Hours after I walked around the deserted grounds of Cedar Grove Elementary, I drove into Atlanta to find West Manor Elementary, the first school I ever attended. Although I attended the school almost 50 years ago, it is still shiny, still pretty, still just as welcoming as it was so many years ago when I walked into Mrs. Newby’s kindergarten class and cried when my mother told me I had to be a big girl and stay there by myself.
I walked around behind the building and discovered that several wings had been added to the building, and, unlike so many new projects, they blended in with the original building and looked as though they had always been there. If one of the wings had not been placed right on top of a large sandbox where I remember playing, I may not have even noticed the “new” additions. (For all I know, the wings could have been added 30 years ago! In fact, since I spent second grade in Mrs. Likens’ classroom in the adjacent church, I suspect the additions must have been added many years ago.)
When I walked around to the back of the school, the area I most wanted to see was the huge playground at the bottom of a hill. To my relief, it was still there in all its splendor. The paved area for basketball remained as well as a large swingset and play area. The ramp leading down to the playground was just as I remember except in my memory, it had been much steeper. Six and seven year olds view the world quite differently from adults. Interestingly, a fence now confines children to the walkway and prevents them from falling down the hill, something that probably should have been installed when I was in school there.
In response to my post about the abandoned school I visited, John Spencer stated,
I think there is a powerful pull to geography and memory. Schools are not simply “places” but entities in and of themselves.
John is absolutely right.
As I walked around West Manor, I didn’t just see an old school; I saw my childhood.

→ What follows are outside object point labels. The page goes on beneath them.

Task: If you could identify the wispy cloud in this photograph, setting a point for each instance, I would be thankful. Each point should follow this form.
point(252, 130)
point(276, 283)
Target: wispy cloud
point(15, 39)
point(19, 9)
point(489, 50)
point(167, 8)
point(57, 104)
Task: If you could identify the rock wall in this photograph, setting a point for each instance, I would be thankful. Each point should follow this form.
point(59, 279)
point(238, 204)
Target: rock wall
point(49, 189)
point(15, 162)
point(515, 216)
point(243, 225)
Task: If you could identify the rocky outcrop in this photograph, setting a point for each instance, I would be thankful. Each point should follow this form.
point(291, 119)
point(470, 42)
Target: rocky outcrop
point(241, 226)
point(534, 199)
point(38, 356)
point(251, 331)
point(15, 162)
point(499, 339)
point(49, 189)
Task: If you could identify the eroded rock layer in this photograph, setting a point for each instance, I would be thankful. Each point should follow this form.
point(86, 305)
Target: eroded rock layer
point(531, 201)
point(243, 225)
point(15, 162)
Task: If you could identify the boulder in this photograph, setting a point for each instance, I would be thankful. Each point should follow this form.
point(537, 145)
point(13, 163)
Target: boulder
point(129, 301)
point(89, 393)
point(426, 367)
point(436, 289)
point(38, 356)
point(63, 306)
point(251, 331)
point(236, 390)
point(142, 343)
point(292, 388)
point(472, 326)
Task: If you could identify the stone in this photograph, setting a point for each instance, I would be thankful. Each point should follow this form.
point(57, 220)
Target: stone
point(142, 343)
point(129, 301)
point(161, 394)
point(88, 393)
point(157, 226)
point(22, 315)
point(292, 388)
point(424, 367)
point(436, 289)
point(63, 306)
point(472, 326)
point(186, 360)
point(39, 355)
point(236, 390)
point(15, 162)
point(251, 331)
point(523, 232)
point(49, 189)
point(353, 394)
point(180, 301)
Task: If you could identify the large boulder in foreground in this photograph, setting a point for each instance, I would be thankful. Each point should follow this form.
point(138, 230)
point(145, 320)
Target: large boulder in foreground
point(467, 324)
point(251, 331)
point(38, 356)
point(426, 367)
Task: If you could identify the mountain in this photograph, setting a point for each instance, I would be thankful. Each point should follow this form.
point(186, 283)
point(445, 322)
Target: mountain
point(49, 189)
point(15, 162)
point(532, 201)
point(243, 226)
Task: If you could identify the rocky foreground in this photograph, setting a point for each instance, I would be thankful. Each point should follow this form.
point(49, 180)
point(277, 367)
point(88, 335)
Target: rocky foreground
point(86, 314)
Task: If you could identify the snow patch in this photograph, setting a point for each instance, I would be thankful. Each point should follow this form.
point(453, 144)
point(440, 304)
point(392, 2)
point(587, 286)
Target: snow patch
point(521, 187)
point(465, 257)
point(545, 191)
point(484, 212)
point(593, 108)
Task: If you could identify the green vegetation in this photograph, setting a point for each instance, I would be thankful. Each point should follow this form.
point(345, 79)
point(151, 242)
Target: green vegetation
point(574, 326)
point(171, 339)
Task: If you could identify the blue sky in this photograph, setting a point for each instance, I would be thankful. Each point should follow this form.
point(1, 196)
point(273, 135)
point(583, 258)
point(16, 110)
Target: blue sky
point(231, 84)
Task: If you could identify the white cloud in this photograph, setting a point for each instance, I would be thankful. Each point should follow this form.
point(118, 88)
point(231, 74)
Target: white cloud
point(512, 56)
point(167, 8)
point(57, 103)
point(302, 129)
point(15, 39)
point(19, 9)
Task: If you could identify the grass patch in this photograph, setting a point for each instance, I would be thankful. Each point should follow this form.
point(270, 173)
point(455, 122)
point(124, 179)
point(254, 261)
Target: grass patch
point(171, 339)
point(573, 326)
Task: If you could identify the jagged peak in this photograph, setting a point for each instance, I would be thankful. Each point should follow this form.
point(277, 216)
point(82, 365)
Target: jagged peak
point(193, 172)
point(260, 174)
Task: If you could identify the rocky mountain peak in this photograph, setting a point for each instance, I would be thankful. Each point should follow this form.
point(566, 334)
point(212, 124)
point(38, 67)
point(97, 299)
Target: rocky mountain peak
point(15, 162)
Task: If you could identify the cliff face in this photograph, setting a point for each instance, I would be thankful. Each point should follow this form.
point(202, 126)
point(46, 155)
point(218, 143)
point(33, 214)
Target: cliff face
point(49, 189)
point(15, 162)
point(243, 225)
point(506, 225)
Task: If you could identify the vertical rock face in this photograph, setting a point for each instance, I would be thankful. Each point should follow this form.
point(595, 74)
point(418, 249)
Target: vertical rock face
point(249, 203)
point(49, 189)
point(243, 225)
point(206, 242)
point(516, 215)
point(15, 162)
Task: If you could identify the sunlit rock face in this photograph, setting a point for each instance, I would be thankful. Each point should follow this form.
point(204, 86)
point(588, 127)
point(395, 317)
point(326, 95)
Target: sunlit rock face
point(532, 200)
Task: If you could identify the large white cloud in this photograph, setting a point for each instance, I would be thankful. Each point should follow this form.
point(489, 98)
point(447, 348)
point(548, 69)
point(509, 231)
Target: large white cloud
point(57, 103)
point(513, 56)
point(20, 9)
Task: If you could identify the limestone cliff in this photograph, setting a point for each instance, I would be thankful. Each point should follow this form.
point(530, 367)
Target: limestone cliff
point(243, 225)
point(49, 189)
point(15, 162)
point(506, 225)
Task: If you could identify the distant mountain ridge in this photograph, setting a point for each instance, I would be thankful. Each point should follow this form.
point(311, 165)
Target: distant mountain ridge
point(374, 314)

I saw the area where we used to have May Dances every year.
I stood on the spot where I joined my first private club, complete with a secret handshake, and then learned how wrong it was to exclude people from clubs.
I stood in the parking lot and remembered those terrible days in the early 1960s when we were told to leave school early and walk home so we would know how to get home on our own in the event of a nuclear attack. (Oh, we were all, even adults, so naive in those days!)
I remember crying when the head fell off of my elephant costume during my performance in a play, and I remember Mrs. Guy, the principal, who put her arm around me, led me into her office, and convinced me that I had been a spectacular elephant in the play.
I remember getting into trouble for sneaking down the hall to another teacher’s classroom because she had a visitor who had fought in World War II, and HE WAS STILL ALIVE! (My mother had to explain to me later that my own grandfather had also fought in WWII and was still very much alive.)
I remember standing in line with my classmates and picking up sugar cubes that inoculated us against polio.
I remember loving Wednesday mornings, long before the cumbersome dictates of No Child Left Behind, because Mrs. Farner’s husband came to school and taught ballroom dancing to her third graders and then gave us candy.
I remember sitting in the classroom floor listening to my teacher read a book to us after she told us, “President Kennedy has been shot, but I know he would want us to keep working hard and learning.”
I remember gathering with other classes around the few black and white televisions available and counting down 10-9-8-7-6-5-4-3-2-1 as rockets launched at Cape Canaveral, long before Neil Armstrong walked on the moon.
I remember singing “She Loves You, Yeah, Yeah, Yeah” just like the Beatles with my friends while standing in the cafeteria line and waiting as the “lunchroom lady” pulled the handle on the big machine that said “Atlanta Dairies” and filled our glasses with cold, cold milk, long before plastic containers and milk cartons entered school cafeterias. And, I remember sitting at the cafeteria table and not being allowed to leave until all of our glasses were empty.
Most of all, I remember being happy.
When I attended West Manor Elementary School from 1961 to 1966, all of the students were white. When Atlanta’s schools were integrated in the late 1960s, my family, along with hundreds of other families who were afraid of declining property values, afraid of other races who did not look like them, afraid of change, flocked to the suburbs. Today, this beautiful school in a gorgeous tree-lined neighborhood is composed almost exclusively of African-American children. I would like to believe we have learned something about getting along with each other since the tumultuous 1960s, but I’m not too sure.
As I returned to my car after walking around the school grounds, a female security guard approached me. I explained that I had gone to school at West Manor many years before and that I was just taking photos for myself. I don’t think she quite understood how exhilarating it was for me to find “MY” school preserved so well. We talked for a few minutes as I told her that I attended the school almost five decades before. She very sweetly and innocently responded, “I guess you didn’t expect it to be standing after so many years!” I had to laugh, but it brought me back to reality.
After enduring the disappointment of seeing an abandoned Cedar Grove Elementary School (See Sunday’s post.), it was refreshing to drive up and see West Manor just as I had first seen it the day my mother drove me to school on the opening day of school. My dad had given me a dollar bill because I promised that if he gave me the dollar bill that I would go to school every day and graduate from elementary school, high school, and college.
I upheld my end of the bargain and even picked up a PhD along the way.
I think my father got his money’s worth.